A mixed integer programming method for Pareto front optimization of discrete time cost trade-off problem


Thesis Type: Postgraduate

Institution Of The Thesis: Orta Doğu Teknik Üniversitesi, Faculty of Engineering, Department of Civil Engineering, Turkey

Approval Date: 2015

Student: MERT BİLİR

Supervisor: RİFAT SÖNMEZ

Abstract:

There is a reverse relationship between the activity durations and costs in construction projects. In scheduling of construction projects, the project duration can be compressed (crashed) by expediting some of its activities in several ways including; increasing crew size, working overtime, or using alternative construction methods. As a result, when duration of a critical activity is decreased, its cost increases and project duration decreases. In construction projects, resources are usually available in discrete units. This trade-off between time and cost is named as Discrete Time Cost Trade-off Problem (DTCTP) in literature. DTCTP plays an important role in construction scheduling and especially during schedule acceleration.
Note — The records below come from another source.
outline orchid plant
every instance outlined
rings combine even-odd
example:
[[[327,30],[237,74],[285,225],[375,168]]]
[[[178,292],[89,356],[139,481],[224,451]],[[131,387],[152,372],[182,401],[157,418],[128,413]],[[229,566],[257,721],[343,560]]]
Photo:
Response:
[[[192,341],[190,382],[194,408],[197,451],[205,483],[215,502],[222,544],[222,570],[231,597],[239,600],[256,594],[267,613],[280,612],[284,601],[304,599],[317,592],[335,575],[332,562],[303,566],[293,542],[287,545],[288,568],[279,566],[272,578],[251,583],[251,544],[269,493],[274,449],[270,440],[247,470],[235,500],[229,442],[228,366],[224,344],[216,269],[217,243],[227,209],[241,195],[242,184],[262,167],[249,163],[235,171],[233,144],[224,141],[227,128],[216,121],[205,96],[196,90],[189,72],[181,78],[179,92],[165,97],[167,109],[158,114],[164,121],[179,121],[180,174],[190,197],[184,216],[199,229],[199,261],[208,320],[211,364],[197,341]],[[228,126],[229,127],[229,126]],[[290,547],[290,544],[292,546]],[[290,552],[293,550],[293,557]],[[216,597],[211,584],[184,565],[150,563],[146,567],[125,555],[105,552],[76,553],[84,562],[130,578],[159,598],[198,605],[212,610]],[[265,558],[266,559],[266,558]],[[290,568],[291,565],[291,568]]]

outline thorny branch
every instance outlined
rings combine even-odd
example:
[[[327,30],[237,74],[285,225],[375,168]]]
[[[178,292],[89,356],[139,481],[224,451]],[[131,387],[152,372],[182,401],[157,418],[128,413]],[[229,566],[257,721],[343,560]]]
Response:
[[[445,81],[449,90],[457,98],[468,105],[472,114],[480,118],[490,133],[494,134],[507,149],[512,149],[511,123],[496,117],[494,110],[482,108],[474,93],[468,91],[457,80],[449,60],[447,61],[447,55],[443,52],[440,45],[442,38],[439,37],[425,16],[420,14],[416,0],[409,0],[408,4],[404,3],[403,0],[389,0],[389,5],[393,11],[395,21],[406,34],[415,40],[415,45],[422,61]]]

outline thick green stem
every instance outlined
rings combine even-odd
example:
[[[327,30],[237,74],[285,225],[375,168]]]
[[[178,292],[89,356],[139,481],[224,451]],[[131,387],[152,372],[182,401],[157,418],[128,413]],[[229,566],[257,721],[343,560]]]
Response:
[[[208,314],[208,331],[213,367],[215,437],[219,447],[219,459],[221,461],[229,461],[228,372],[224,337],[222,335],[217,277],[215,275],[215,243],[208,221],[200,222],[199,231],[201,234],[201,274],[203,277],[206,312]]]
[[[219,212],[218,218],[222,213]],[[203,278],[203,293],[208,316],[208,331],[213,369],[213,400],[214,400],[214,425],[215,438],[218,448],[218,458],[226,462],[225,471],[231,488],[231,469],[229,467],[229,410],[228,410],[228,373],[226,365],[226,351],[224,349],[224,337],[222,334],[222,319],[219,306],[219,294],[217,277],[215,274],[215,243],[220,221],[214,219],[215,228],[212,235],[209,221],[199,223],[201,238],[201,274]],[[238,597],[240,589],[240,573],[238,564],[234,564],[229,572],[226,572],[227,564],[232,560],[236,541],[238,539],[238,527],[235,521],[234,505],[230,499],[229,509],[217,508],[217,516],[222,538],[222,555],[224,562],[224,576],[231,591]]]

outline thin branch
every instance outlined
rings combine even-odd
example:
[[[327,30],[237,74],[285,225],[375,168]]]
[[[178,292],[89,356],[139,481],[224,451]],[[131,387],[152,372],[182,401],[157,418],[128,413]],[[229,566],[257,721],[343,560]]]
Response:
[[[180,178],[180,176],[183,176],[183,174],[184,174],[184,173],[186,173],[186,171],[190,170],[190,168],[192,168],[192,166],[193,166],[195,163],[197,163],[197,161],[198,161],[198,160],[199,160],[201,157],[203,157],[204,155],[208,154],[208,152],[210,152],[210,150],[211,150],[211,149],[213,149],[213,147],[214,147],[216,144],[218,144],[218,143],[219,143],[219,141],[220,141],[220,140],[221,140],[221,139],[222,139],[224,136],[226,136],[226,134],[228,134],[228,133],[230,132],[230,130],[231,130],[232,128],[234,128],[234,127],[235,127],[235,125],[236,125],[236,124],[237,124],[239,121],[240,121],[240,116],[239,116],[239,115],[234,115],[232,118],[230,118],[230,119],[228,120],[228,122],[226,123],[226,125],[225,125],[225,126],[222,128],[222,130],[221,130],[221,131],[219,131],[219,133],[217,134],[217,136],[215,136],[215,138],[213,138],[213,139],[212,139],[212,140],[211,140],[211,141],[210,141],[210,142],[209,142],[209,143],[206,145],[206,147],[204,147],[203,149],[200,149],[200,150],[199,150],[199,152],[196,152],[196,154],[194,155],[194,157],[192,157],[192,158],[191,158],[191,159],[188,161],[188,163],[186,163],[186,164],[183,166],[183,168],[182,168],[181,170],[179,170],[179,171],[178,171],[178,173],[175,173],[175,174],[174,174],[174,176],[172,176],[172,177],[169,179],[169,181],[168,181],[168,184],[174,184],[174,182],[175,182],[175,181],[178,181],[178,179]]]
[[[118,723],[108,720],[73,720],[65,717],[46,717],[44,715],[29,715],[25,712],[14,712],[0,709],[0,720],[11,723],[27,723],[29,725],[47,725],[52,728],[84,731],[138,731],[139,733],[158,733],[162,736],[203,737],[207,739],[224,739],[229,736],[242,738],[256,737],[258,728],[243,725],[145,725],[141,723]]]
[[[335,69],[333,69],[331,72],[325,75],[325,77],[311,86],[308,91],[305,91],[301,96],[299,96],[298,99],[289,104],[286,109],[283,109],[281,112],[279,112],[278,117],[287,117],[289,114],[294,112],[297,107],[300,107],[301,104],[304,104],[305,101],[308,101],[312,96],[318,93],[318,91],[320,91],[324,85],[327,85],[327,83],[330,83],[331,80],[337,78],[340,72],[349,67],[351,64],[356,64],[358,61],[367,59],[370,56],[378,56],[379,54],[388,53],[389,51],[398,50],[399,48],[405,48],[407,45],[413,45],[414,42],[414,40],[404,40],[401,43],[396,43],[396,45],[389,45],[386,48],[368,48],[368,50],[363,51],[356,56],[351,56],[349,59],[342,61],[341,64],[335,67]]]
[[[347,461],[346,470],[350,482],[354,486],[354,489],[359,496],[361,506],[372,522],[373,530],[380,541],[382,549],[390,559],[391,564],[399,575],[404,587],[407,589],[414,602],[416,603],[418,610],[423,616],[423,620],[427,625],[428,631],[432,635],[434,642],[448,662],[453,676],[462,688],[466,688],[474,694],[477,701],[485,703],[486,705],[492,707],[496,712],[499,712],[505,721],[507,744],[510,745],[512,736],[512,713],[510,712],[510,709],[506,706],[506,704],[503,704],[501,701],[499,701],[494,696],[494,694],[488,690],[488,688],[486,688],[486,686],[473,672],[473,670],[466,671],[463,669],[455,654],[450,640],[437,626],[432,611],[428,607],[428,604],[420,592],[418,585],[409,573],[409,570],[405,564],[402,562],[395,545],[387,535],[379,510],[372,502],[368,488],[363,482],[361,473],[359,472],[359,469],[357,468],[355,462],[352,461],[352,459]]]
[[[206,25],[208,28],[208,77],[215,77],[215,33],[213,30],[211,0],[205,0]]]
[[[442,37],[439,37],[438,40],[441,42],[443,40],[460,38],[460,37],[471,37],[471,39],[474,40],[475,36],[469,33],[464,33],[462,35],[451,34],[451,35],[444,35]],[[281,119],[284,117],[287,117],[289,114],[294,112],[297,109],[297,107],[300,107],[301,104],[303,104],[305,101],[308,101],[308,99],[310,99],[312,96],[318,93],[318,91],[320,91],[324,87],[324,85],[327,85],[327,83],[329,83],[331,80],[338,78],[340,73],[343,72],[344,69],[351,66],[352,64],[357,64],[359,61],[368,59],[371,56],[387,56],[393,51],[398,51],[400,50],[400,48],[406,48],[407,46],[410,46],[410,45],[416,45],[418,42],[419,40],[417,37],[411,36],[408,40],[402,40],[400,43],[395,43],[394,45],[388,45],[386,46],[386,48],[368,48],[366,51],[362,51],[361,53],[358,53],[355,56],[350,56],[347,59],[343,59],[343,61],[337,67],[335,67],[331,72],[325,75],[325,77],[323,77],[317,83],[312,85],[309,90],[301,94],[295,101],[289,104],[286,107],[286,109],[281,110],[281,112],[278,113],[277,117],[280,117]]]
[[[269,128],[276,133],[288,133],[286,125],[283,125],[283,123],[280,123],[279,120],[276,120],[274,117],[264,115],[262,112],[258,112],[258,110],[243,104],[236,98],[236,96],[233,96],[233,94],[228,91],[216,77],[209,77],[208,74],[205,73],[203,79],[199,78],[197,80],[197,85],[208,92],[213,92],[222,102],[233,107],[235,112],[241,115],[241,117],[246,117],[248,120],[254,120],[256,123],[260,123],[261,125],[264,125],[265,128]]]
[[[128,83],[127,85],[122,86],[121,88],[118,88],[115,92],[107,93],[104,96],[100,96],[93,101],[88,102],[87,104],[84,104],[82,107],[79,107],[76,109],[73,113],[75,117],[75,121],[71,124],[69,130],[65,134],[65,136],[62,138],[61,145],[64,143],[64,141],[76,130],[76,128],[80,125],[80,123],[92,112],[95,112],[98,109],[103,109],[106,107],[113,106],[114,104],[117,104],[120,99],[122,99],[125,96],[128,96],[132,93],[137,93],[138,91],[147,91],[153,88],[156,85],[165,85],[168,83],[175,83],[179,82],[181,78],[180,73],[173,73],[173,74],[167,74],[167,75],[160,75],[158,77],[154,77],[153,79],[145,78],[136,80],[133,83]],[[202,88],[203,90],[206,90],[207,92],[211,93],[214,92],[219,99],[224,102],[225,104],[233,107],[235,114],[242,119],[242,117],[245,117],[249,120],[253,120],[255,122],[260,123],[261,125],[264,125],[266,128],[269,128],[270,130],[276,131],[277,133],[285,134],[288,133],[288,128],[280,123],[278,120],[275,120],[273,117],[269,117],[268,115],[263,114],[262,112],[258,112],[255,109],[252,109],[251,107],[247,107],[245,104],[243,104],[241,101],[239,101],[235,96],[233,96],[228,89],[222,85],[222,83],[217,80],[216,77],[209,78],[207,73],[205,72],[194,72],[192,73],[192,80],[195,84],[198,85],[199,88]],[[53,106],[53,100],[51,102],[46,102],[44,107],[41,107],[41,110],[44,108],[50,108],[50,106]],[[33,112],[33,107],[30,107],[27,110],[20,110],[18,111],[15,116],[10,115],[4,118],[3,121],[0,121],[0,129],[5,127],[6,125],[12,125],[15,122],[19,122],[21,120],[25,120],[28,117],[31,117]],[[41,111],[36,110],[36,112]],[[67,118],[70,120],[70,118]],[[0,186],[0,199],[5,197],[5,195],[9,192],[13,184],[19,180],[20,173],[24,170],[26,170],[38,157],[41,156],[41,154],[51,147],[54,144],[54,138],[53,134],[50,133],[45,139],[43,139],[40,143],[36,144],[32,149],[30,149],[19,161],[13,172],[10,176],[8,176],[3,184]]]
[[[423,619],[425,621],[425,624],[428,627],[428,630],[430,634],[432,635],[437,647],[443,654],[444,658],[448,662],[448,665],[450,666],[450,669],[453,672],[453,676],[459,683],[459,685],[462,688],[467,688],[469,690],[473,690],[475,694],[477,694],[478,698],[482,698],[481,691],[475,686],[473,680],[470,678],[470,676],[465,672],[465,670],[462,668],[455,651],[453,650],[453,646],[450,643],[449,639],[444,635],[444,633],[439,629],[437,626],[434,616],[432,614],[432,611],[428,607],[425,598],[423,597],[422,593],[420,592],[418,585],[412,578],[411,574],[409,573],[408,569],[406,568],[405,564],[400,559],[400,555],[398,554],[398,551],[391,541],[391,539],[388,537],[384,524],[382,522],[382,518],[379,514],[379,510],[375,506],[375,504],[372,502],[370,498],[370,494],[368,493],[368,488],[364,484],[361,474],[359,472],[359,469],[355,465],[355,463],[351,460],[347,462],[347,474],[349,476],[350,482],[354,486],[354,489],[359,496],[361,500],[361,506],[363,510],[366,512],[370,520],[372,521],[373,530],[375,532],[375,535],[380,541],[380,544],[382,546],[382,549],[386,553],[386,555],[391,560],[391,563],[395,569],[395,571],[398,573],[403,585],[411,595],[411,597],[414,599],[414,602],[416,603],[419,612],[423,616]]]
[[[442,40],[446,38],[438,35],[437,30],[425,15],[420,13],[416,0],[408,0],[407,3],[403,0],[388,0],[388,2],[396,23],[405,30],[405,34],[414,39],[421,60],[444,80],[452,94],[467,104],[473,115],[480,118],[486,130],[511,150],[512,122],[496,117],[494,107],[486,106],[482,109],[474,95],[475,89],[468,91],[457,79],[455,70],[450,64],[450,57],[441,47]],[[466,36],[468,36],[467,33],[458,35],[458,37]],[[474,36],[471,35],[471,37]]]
Inadequate analyses and results for the DTCTP lead to unrealistic project durations and schedule acceleration costs. Hence, development of effective methods for the DTCTP is crucial for not only determination of the right alternative for project costs, but also for setting realistic project duration and budget expectations. However, available software packages do not contain DTCTP analysis which is a drawback. In the literature, there exist both exact and heuristic and meta-heuristic methods to solve DTCTP. However, very few researches have focused on achieving exact solutions for medium and large scale DTCTPs. In this study, a method based on mixed integer programming (MIP) is presented for mainly Pareto front optimization of the medium and large scale DTCTPs. Problem networks are generated to evaluate the performance of the proposed method. The method is mainly developed for Pareto Optimization, however is also tested for single criteria optimization of DTCTP.